Truffaut, la guerre et le fédéralisme

Toudi mensuel n°54-55, avril-mai 2003

Georges Truffaut est un militant socialiste et wallon trop oublié. Il est pourtant, avec Fernand Dehousse, l'auteur, en 1938, du premier projet fédéraliste élaboré et crédible émis en Wallonie. Quand on relit ce projet dans le livre que Micheline Libon lui consacre (dans la collection « Écrits politiques wallons » collection bien utile), on est étonné de voir certaines compétences comme la gendarmerie! attribuées aux entités fédérées. De même dans ce projet tous les pouvoirs émanent de la région et donc les impôts sont fixés par les autorités régionales. En revanche la Région est gouvernée par une « Députation permanente » nommée par le Roi... Les compétences exclusives de l'État fédéral sont nommées puisque tout le reste est censé être de la compétence des États fédérés. Les compétences de l'État fédéral sont a) les relations avec l'étranger ; b) la Colonie ; c) la nationalité, l'émigration, l'immigration, l'extradition ; d) la justice ; e) l'armée ; f) les cultes ; g) la monnaie ; h) les chemins de fer, postes, téléphones, télégraphes ; i) l'aéronautique j) le droit civil, la procédure civile, le droit commercial terrestre et maritime, le droit pénal, la procédure pénale ; k) les services publics fédéraux. D'une certaine façon, le fédéralisme wallon d'aujourd'hui a déjà entamé les deux premiers points (car les relations avec l'étranger comme le commerce extérieur sont régionalisées ou alors c'est du fait de l'Europe où la Wallonie est en relation effective avec «l'étranger » puisqu'elle décide avec la Flandre de tout ce qui est de sa compétence sur le plan européen). La Coopération au développement peut être considérée comme une sorte d'héritière de ce que l'on appelait en 1938 « Colonie » même si cela fait néocolonialiste (mais cela l'est ...). La monnaie reste fédérale en tant que c'est la banque nationale qui en discute avec l'Europe. En revanche, l'aéronautique peut être considérée comme partiellement régionalisée.

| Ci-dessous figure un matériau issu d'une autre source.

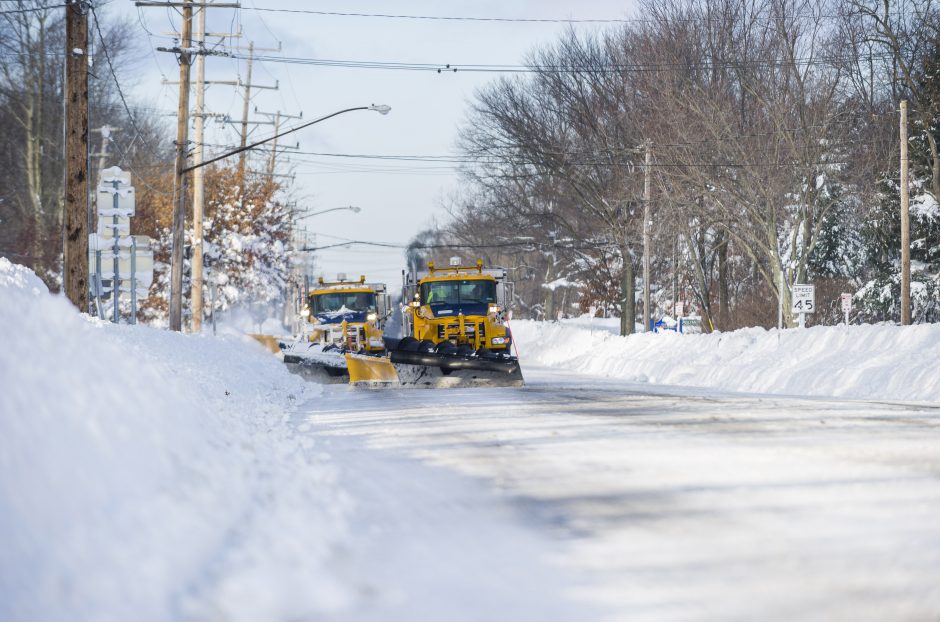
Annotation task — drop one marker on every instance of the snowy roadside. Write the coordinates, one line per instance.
(147, 475)
(864, 362)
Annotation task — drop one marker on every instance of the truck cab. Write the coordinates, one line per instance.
(457, 305)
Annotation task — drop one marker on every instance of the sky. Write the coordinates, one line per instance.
(397, 199)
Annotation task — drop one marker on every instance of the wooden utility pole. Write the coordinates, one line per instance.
(646, 240)
(180, 186)
(199, 189)
(905, 226)
(75, 232)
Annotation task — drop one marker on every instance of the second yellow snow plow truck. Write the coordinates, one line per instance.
(455, 329)
(340, 317)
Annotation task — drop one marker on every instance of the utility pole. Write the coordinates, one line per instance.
(199, 189)
(180, 186)
(244, 154)
(905, 226)
(76, 154)
(646, 240)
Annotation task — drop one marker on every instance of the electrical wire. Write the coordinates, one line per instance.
(529, 20)
(34, 9)
(559, 69)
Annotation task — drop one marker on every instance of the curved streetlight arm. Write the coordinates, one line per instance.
(353, 208)
(380, 108)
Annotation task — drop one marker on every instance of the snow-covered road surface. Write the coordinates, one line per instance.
(578, 498)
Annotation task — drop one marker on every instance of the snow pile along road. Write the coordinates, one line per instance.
(866, 362)
(148, 475)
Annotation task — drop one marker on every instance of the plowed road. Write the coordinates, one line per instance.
(579, 498)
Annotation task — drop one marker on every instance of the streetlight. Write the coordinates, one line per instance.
(179, 194)
(355, 209)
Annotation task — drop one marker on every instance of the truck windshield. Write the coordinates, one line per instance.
(458, 292)
(334, 301)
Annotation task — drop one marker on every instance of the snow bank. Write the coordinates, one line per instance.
(147, 475)
(869, 362)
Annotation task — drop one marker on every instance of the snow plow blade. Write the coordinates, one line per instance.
(371, 370)
(432, 370)
(268, 341)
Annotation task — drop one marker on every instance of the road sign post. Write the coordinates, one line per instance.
(846, 306)
(804, 301)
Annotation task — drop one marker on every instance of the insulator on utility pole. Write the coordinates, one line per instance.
(905, 226)
(75, 233)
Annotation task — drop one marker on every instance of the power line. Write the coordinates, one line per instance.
(525, 69)
(534, 20)
(34, 9)
(471, 160)
(445, 18)
(117, 84)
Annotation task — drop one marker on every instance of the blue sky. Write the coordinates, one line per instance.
(397, 198)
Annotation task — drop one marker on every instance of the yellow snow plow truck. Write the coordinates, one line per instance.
(340, 317)
(455, 328)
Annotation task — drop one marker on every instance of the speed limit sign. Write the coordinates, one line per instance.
(804, 299)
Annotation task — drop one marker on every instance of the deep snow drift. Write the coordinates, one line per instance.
(147, 475)
(867, 362)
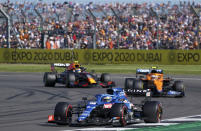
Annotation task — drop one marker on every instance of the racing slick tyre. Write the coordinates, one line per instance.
(63, 113)
(138, 84)
(70, 79)
(179, 86)
(152, 111)
(49, 79)
(129, 82)
(119, 110)
(105, 77)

Truffaut, né en décembre 1901, est tour à tour officier de la marine marchande, journaliste à La Wallonie, syndicaliste au syndicat des employés, membre de l'Union socialiste communale. Il est élu conseiller communal de Liège en 1932, devient député POB en 1934 et échevin des travaux publics de Liège en 1935. En janvier 1940, il est proposé comme bourgmestre de Liège mais refuse ce poste puisqu'il est sous les drapeaux comme lieutenant puis capitaine. Il refuse la capitulation, rejoint Londres veut s'engager dans la Force publique au Congo, rencontrera de Gaulle. Et ce destin déjà exceptionnel (quand on sait son activité incessante dans le mouvement wallon, à la Chambre, le fait qu'il soit fondateur du « Grand Liège », son action en faveur de l'or belge à Dakar et une nouvelle rencontre de de Gaulle), est brisé au cours d'un exercice à tirs réels en Angleterre. Il est tué par l'éclat d'une grenade. Il aura eu le temps de s'adresser depuis la radio de Londres aux Liégeois, mais son discours aux Wallons, censuré, ne sera jamais diffusé.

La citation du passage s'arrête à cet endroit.